Employers will be eligible for the Job Keeper subsidy if:
- their business has a turnover of less than $1 billion and their turnover has fallen by more than 30 per cent; or
- their business has a turnover of $1 billion or more and their turnover has fallen by more than 50 per cent; and
- the business is not subject to the Major Bank Levy.
Since this measure was announced, we’ve been inundated with questions around how a business can establish that it has suffered a 30 per cent downturn.
Ultimately, this won’t be clear until at least next Wednesday when the legislation is introduced into Parliament.

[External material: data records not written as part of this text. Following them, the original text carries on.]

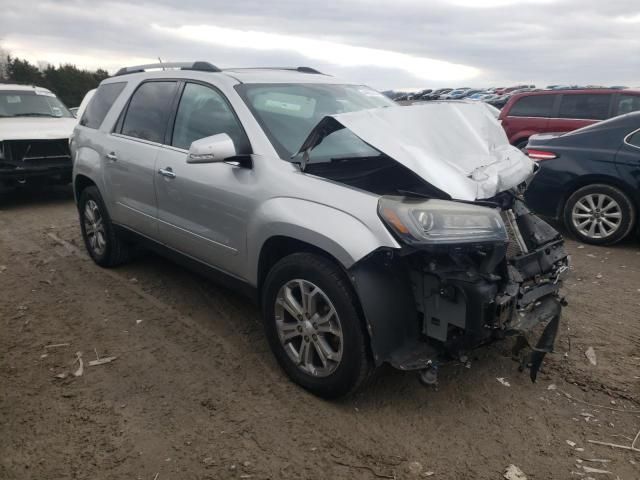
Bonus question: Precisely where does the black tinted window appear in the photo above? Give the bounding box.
[627,131,640,148]
[509,95,556,117]
[80,82,127,128]
[616,93,640,115]
[558,93,611,120]
[171,83,249,153]
[122,82,177,143]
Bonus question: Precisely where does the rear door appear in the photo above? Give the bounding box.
[156,82,256,275]
[104,80,178,238]
[502,94,557,145]
[612,93,640,117]
[547,93,613,132]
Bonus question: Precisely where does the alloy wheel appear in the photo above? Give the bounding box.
[571,193,622,239]
[274,279,343,377]
[84,199,107,256]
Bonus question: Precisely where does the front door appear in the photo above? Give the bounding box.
[104,81,178,238]
[156,83,255,276]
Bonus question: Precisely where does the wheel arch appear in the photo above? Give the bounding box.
[73,174,97,204]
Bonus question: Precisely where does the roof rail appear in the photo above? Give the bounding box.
[115,61,221,76]
[296,67,324,75]
[225,67,326,75]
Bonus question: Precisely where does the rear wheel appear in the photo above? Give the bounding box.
[564,184,636,245]
[78,186,131,267]
[262,253,371,398]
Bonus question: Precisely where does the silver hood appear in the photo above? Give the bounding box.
[300,102,534,201]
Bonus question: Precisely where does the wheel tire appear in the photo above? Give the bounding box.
[262,253,372,398]
[563,184,636,245]
[78,186,132,267]
[514,138,529,152]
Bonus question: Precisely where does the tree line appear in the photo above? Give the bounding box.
[0,52,109,107]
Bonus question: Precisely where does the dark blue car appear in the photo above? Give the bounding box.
[526,112,640,245]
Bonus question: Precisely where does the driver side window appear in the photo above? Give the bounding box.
[171,83,250,153]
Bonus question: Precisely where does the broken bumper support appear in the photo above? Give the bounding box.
[507,295,566,382]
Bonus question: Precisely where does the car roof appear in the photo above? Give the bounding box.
[0,83,51,93]
[512,88,640,98]
[104,67,354,85]
[221,68,350,84]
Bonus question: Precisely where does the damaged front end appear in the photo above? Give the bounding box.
[0,138,72,183]
[292,102,568,383]
[352,192,568,381]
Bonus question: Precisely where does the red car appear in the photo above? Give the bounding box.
[498,88,640,148]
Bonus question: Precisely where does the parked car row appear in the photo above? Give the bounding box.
[499,88,640,148]
[526,112,640,245]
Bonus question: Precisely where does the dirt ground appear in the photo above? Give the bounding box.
[0,188,640,480]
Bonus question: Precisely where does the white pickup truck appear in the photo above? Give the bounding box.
[0,84,76,185]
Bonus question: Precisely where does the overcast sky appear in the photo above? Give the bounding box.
[0,0,640,90]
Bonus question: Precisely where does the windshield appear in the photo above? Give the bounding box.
[0,90,73,118]
[236,84,396,161]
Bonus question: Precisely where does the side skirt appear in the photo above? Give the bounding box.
[114,225,260,305]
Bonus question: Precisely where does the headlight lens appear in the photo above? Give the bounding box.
[378,197,509,245]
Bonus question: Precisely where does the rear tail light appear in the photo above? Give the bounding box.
[527,149,558,162]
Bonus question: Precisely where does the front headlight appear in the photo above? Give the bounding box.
[378,197,509,245]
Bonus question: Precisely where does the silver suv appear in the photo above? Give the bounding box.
[71,62,567,397]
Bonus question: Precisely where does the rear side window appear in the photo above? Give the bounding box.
[558,93,611,120]
[120,82,178,143]
[509,95,557,117]
[80,82,127,128]
[615,93,640,115]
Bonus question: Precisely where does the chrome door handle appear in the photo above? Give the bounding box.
[158,167,176,178]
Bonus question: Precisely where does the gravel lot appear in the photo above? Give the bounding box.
[0,188,640,480]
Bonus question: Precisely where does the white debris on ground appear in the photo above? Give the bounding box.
[73,352,84,377]
[504,464,527,480]
[496,377,511,387]
[584,347,597,366]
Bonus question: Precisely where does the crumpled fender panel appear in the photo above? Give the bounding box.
[298,102,534,201]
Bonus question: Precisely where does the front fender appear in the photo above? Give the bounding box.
[247,197,399,285]
[73,142,110,204]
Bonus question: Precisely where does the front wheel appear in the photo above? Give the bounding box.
[262,253,371,398]
[564,184,636,245]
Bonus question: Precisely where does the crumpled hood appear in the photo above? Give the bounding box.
[0,117,78,141]
[300,102,534,201]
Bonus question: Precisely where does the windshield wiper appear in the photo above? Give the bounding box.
[13,112,60,118]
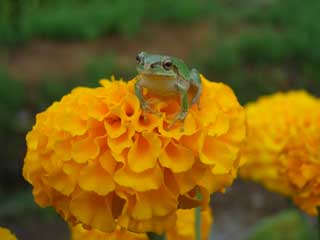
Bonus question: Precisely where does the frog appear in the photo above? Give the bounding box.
[134,51,202,128]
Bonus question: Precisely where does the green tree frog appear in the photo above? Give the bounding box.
[135,52,202,127]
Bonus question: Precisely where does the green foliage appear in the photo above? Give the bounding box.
[84,54,116,87]
[199,0,320,103]
[0,0,207,43]
[247,210,316,240]
[31,76,77,112]
[0,69,26,135]
[82,53,135,87]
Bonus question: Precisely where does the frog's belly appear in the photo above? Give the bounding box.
[140,75,178,96]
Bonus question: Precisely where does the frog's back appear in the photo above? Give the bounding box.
[170,57,190,80]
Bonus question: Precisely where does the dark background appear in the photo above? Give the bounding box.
[0,0,320,240]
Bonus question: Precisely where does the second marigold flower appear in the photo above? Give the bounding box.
[240,91,320,215]
[23,74,245,233]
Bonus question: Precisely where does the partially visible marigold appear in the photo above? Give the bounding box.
[23,74,245,233]
[71,209,212,240]
[240,91,320,214]
[0,227,17,240]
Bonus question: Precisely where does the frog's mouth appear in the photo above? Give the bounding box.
[140,72,176,80]
[137,66,176,77]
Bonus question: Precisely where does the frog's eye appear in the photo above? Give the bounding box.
[162,59,172,70]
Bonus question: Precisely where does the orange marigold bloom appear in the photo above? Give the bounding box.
[0,227,17,240]
[23,77,245,233]
[240,91,320,214]
[71,209,212,240]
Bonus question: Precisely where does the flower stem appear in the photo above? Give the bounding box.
[195,207,201,240]
[195,189,202,240]
[147,232,166,240]
[317,207,320,240]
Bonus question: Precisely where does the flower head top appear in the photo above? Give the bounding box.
[23,77,245,233]
[71,208,212,240]
[240,91,320,214]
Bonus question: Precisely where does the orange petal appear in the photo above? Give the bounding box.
[79,163,115,195]
[128,132,161,172]
[199,136,239,174]
[72,135,99,163]
[70,193,115,232]
[108,128,134,154]
[114,165,163,191]
[159,141,195,172]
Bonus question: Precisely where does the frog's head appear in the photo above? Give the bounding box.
[136,52,177,77]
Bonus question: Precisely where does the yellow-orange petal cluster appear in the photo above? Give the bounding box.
[23,74,245,233]
[71,209,212,240]
[240,91,320,214]
[0,227,17,240]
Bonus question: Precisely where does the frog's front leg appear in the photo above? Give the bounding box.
[190,68,202,109]
[168,81,190,131]
[134,78,159,117]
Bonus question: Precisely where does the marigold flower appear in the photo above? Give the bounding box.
[71,209,212,240]
[23,77,245,233]
[0,227,17,240]
[240,91,320,214]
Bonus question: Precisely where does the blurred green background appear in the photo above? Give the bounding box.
[0,0,320,240]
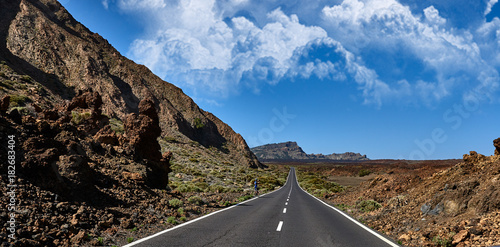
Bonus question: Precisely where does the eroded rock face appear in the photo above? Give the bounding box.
[463,151,486,164]
[123,98,172,188]
[0,0,262,167]
[493,138,500,155]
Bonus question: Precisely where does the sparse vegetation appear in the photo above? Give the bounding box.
[21,75,32,82]
[432,232,455,247]
[238,195,253,202]
[167,216,179,225]
[188,196,203,205]
[356,200,382,212]
[97,237,104,246]
[358,169,372,177]
[10,94,30,107]
[193,118,205,129]
[109,118,125,134]
[168,198,184,208]
[71,111,91,125]
[335,203,352,211]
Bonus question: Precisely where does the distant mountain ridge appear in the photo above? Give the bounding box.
[0,0,262,168]
[251,141,369,161]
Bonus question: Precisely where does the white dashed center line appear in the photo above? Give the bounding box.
[276,221,283,232]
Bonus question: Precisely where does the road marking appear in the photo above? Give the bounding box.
[295,168,399,247]
[276,221,283,232]
[123,170,291,247]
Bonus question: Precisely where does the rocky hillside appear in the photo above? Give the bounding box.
[251,142,368,161]
[300,138,500,246]
[0,91,286,247]
[0,0,262,168]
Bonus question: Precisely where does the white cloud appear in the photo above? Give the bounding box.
[323,0,498,100]
[484,0,498,16]
[129,4,326,96]
[109,0,500,106]
[101,0,109,10]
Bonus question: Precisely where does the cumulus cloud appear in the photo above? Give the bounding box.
[129,1,332,96]
[109,0,500,106]
[484,0,498,16]
[322,0,498,103]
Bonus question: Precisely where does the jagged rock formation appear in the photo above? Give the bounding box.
[493,138,500,155]
[0,0,262,168]
[251,142,368,160]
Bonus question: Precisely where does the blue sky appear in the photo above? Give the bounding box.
[61,0,500,159]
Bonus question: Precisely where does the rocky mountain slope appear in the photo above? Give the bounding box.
[251,142,368,161]
[299,138,500,246]
[0,92,286,247]
[0,0,262,168]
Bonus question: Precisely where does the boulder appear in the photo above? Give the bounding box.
[493,138,500,155]
[463,151,486,164]
[0,95,10,115]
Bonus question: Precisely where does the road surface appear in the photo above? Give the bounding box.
[127,168,397,247]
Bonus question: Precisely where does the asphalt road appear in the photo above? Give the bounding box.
[127,168,397,247]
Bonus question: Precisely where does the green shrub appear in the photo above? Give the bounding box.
[71,111,91,125]
[168,198,184,208]
[109,118,125,134]
[432,232,455,247]
[10,94,30,107]
[177,208,185,215]
[97,237,104,245]
[335,203,352,211]
[188,196,203,205]
[167,216,179,225]
[176,184,202,193]
[238,195,253,202]
[358,169,372,177]
[356,200,382,212]
[193,118,205,129]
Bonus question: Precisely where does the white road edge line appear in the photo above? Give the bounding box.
[294,169,399,247]
[276,221,283,232]
[122,169,290,247]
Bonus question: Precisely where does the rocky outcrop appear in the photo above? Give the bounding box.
[17,91,172,194]
[251,142,368,160]
[0,0,262,167]
[122,99,172,188]
[493,138,500,155]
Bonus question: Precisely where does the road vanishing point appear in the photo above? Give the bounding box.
[126,168,398,247]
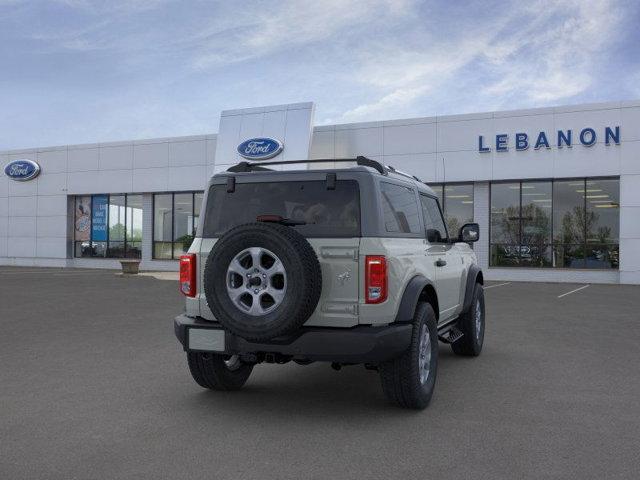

The latest guidance from Treasury is as follows:
To establish that a business has faced either a 30 (or 50) per cent fall in their turnover, most businesses would be expected to establish that their turnover has fallen in the relevant month or three months (depending on the natural activity statement reporting period of that business) relative to their turnover a year earlier. Where a business was not in operation a year earlier, or where their turnover a year earlier was not representative of their usual or average turnover, (e.g. because there was a large interim acquisition, they were newly established or their turnover is typically highly variable) the Tax Commissioner will have discretion to consider additional information that the business can provide to establish that they have been significantly affected by the impacts of the Coronavirus. The Tax Commissioner will also have discretion to set out alternative tests that would establish eligibility in specific circumstances (e.g. eligibility may be established as soon as a business has ceased or significantly curtailed its operations). There will be some tolerance where employers, in good faith, estimate a greater than 30 (or 50) per cent fall in turnover but actually experience a slightly smaller fall.